Highlights from the collection of Erol Tabanca are gathered for Under Two Suns, an exhibition at the Odunpazarı Modern Museum in Eskişehir.
Thousands of faces turn to the camera in Turkish artist TUNCA’s painting Untitled from 2015. In the foreground are distinct smiles before the exuberant faces begin to blur, intimating at darker forces: the menace of the masses, the loss of individuality, exile. The acrylic-on-canvas work replicates the iconography of a historical photograph while forcing us to consider whether history changes with time and distance. It is on display in Under Two Suns, currently showing at the Odunpazarı Modern Museum (OMM) in the city of Eskişehir, southeast of Istanbul.
Curated by Aslı Seven, the exhibition proposes new ways of looking at the familiar. The 64 works on display are all drawn from the collection of Erol Tabanca, a construction magnate who founded the OMM in his hometown in 2019. Under Two Suns spans a century of mostly Turkish art, bookended by School of Paris painters and contemporary stars like Taner Ceylan and İnci Eviner.
“The collection’s historical depth is representative of art produced in Turkey throughout the 20th century, but it also supports contemporary work,” Seven, a Paris- and Istanbul-based independent curator and writer, said in an interview. “This opens up space for the audience to fill [about] the duality of the Sun, the transition from light to dark.”
Binary Suns can be found in Greek, Asian and indigenous American mythologies but are rooted in natural phenomena: parhelia created by refracted sunlight that tricks the eye into seeing multiple Suns on the horizon. Today, the atmospheric illusion may evoke less the life-giving energy than the dark side of the Sun as the climate crisis threatens to make swathes of our planet too hot to inhabit. The dichotomy also prompted Seven to investigate the act of mimicry. “Imitating one another, pretending to be someone else, has a very important place in all cultures,” she said. “How do we understand the importance of imitation, evolution and copying strategies in artistic production?”
At its most fundamental, painting itself is an attempt to reproduce the interaction of light with the world around us. A series by abstractionist Mübin Orhon from the 1970s reimagines light as bursts of colour emitted from a black canvas. Under Two Suns is the first time the Tabanca collection has displayed the paintings.
A self-described “emotional realist,” Ceylan’s self-portrait Citrus (2002) shows the painter partially obscured by the edges of the canvas while contemplating a reflection of sunlight on a bare wall.
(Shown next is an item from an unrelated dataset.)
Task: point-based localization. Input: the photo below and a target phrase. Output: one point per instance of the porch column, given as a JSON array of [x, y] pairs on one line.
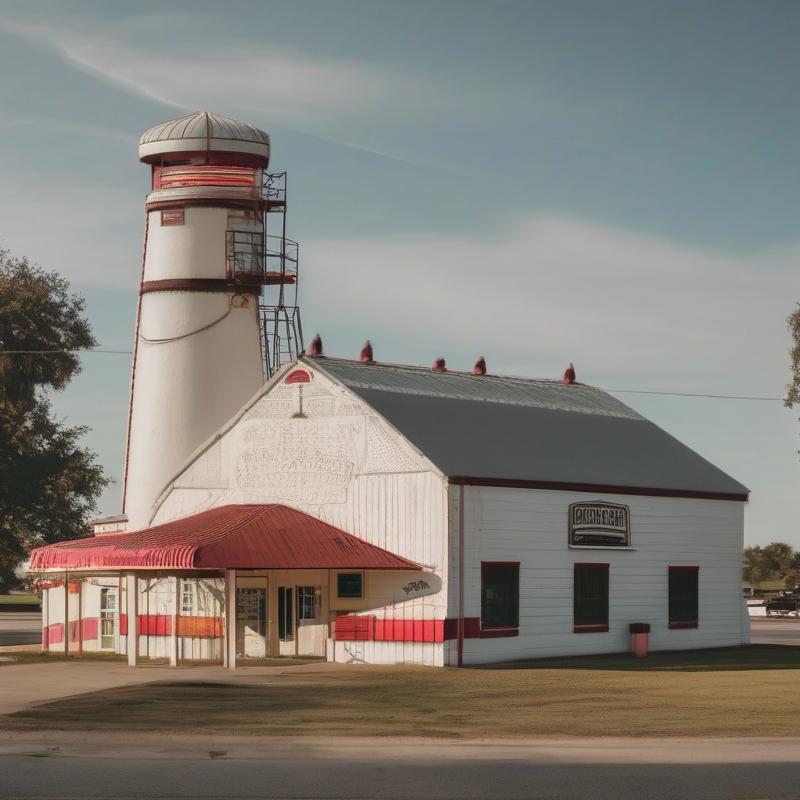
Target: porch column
[[66, 611], [79, 622], [132, 596], [45, 618], [229, 642], [173, 650]]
Sun-bathed mountains in three landscapes by Etel Adnan manifest the spiritual connection between humans and their natural surroundings. The work, all made in the last years of the Lebanese-American artist’s life before she died in 2021, are among the few by non-Turkish artists in the Tabanca collection.
The more than 1500-piece collection of mostly paintings is largely comprised of work from the 1950s onwards, including modernists like Nejad Melih Devrim and Abidin Dino, to current practitioners. “Since 2015, most acquisitions have been of young artists with the aim of supporting new work,” museum director Defne Casaretto tells Canvas. Seven “looks at the collection with a new eye, placing together generations of Turkish artists in an innovative composition,” Casaretto continues. “The installation tells a different story from the one we are used to hearing [and] her association of the collection with the museum’s architecture creates a dialogue with the building.”
Seven used polycarbonate panels, corrugated metal sheets and other raw construction materials to hang the work thematically on the OMM’s three floors. The introspective Mimetic Impulse occupies the lowest level, while Shore Scene on the second floor explores liminal spaces as humankind’s relationship with nature evolves. The top floor hosts Light Memory, where natural light marks the passage of time and lends a kind of kinetic energy to the art.
The stacked boxes that contain the OMM were designed by Japanese architect Kengo Kuma to allow sunlight through timber slats. A splash of modernity among Ottoman houses in Eskişehir’s historic Odunpazarı, the building pays homage to a firewood market that gave the district its name. The OMM was Turkey’s first purpose-built art museum when it opened and is a rare contemporary art institution outside of Istanbul, Turkey’s cultural centre of gravity. In the four years since its start, the OMM has become an anchor for a burgeoning community, as private galleries and art collectives move to Eskişehir. The OMM’s mission to support emerging artists has included a series of group exhibitions, and Under Two Suns marks the first return to the Tabanca collection since the museum’s inaugural exhibition.
Among the handful of video works in the current show is Fatma Bucak’s Suggested Place For You to See It (2013), half of a two-channel film in which female villagers discuss an off-screen performance by the artist on the vast, otherworldly Salt Lake of central Turkey. The inversion of spectator and art reinforces how the response – whether it is the viewer decoding art, photographing or mimicking it – is essential. “I think she’s imitating someone,” says one of the women in Bucak’s film. “It’s up to us to interpret it,” says another. A third concludes that the women are the real show. “Maybe we’ll get on the TV news. Maybe we’ll become internet sensations,” she says.